# "Hand Molding"?



## Crombie (Feb 9, 2013)

Is there anyway to hand mold Melt & Pour soap.  My daughter wants to form it into balls.  Can you wait until it cools down and do this - and, if so, what temp.  Or is it even possible.


----------



## Trxflyer (Feb 9, 2013)

I don't do M&P soap but 3D molding is one of the best attributes of doing M&P.  Simply search Google for "3D Soap Molds" and you'll have ample sources of suppliers, techniques, etc.  Same for youtube for free lessons your daughter can use for technique.  

https://www.google.com/search?client=safari&rls=en&q=3d+molds+soap&ie=UTF-8&oe=UTF-8


----------



## Crombie (Feb 9, 2013)

*Hand-Formed Soap*

Thank you for replying.  I am familiar with the 3D molds.  So, you do not think there is any way to actually hand-form the soap at any point in the process.  My daughter wanted to make a wheat germ soap that looks like rocks - and she wanted the "rougher" look for a hand formed ball to make it appear more natural and "rock-like".


----------



## Trxflyer (Feb 9, 2013)

I really wish I could help but I've never made M&P soap.  But.....this video looks like you could alter it a bit to make rocks.  Skip ahead to where the lady is making the ice cream 'scoops'.  I think perhaps you could change the color and using a scoop could start the rocks and if need be, use your fingers to change the final surface effects to your taste.  If nothing else, perhaps the recipe she gives for the scoops will be sufficient for it to be the right consistency for you to manually mold it in a way different from scooping if you don't prefer that method. [ame]http://www.youtube.com/watch?v=B1ffyjFU6wk[/ame]


----------



## Clayjar (Feb 11, 2013)

It will take a few trial and errors to do.

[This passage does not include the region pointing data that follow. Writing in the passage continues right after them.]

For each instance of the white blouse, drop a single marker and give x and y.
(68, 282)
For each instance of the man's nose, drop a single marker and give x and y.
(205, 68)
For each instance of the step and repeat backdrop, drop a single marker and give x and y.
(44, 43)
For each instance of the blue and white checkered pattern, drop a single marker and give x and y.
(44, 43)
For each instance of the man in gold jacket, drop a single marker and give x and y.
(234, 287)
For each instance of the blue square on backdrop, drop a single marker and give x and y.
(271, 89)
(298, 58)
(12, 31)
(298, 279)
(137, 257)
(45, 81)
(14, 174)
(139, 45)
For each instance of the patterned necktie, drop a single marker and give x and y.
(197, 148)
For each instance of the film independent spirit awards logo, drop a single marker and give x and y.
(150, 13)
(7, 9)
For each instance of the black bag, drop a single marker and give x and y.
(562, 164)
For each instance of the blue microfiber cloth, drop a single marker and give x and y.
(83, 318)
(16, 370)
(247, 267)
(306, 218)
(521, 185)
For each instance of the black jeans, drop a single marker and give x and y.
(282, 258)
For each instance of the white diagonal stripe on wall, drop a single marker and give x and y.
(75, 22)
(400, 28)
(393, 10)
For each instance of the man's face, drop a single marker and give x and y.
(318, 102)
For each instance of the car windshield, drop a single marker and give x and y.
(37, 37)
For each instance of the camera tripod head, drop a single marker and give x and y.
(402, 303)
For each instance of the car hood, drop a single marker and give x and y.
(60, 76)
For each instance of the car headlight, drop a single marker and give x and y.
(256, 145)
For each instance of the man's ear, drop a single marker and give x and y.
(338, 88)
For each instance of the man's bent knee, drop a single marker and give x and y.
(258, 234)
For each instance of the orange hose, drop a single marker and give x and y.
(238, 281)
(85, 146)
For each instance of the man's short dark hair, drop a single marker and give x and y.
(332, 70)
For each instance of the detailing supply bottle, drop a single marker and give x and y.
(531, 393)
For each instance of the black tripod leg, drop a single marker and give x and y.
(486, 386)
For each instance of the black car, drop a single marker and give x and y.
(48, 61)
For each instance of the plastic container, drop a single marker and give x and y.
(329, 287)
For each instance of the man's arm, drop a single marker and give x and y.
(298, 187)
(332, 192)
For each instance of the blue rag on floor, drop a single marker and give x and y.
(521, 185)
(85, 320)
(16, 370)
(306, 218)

But wait until it starts to form a skin before you mold it with your hands. Though you lose some soap base in the process because some will stick to your hands. Keep notes and measure the temperature until you find out the best time to mold it with your bare hands.


----------



## deb8907 (Feb 11, 2013)

It may be easier to use a loaf pan and pour a few inches, then after it has cooled and set up to carve rocks our with a knife.  I carved MP into seaglass for Christmas gifts.  That is - if your daughter is not too young to use a knife.  If she is too young, you can do and and she can watch.


----------



## melstan775 (Feb 11, 2013)

There's a coal soap tutorial that might work for the rocks, let me see if I can find it.... 

Here it is, while her soaps are round, your daughter could certainly change the shape to be more random, and of course the color choice is hers as well.  For multiple color rocks, just make smaller batches with different colors then mix them together in her hands, not in the bowls. 

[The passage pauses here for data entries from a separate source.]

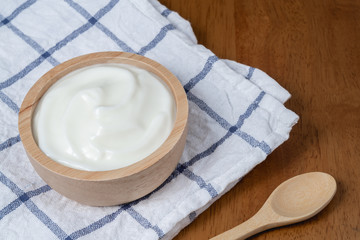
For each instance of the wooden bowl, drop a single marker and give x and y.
(106, 188)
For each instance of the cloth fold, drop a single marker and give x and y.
(236, 117)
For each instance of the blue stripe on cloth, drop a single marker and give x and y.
(201, 182)
(251, 71)
(24, 197)
(32, 207)
(226, 125)
(203, 106)
(207, 67)
(32, 43)
(95, 225)
(104, 29)
(144, 222)
(166, 12)
(181, 168)
(16, 12)
(57, 46)
(192, 216)
(160, 36)
(9, 102)
(8, 143)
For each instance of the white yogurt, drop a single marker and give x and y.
(104, 117)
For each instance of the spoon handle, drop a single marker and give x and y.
(244, 230)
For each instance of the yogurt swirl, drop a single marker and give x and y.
(104, 117)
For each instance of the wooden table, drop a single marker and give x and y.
(312, 48)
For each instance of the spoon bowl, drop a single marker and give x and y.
(295, 200)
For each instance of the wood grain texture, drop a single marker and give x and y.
(113, 187)
(312, 49)
(295, 200)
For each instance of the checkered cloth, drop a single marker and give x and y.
(236, 117)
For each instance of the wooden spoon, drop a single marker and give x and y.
(295, 200)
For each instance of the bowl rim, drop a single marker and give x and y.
(48, 79)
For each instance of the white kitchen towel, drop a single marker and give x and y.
(236, 117)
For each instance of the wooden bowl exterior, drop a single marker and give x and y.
(106, 188)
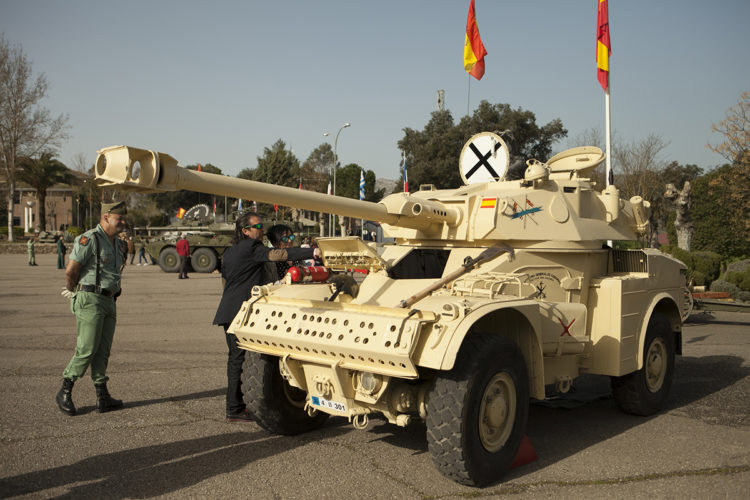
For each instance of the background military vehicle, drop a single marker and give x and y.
(493, 293)
(207, 239)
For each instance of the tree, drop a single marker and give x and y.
(278, 166)
(721, 202)
(26, 127)
(432, 154)
(736, 131)
(41, 174)
(347, 179)
(316, 170)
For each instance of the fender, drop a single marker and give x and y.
(528, 341)
(666, 303)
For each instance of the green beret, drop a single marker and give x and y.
(119, 208)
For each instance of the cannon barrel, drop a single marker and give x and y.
(140, 170)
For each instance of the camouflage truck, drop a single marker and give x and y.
(494, 293)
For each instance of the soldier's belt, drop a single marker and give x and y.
(95, 289)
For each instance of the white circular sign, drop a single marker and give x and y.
(484, 158)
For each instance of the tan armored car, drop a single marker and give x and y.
(491, 292)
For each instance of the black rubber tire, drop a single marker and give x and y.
(276, 406)
(644, 392)
(204, 260)
(455, 402)
(169, 261)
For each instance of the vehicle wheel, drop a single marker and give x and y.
(169, 261)
(277, 407)
(645, 391)
(476, 413)
(204, 260)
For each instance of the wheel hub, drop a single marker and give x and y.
(497, 412)
(656, 366)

[ame="http://www.youtube.com/watch?v=YKdzuSAMB_Y"]http://www.youtube.com/watch?v=YKdzuSAMB_Y[/ame]


----------



## Crombie (Feb 11, 2013)

Wow!  Thanks to all who responded.


----------



## Genny (Feb 11, 2013)

You can hand mold MP.  I've whipped MP many times & then formed it into balls that way.


----------



## Crombie (Feb 12, 2013)

*Whipping MP for Hand Molding*

Do you mean whip it with my hand mixer?   At what temperature do you whip it?


----------



## Genny (Feb 12, 2013)

I use an egg beater whip thing to whip it when it's melted.  As you whip it, it starts to incorporate air into it.  If you stop whipping it, it will liquidize again, so just keep whipping it until it's solid.


----------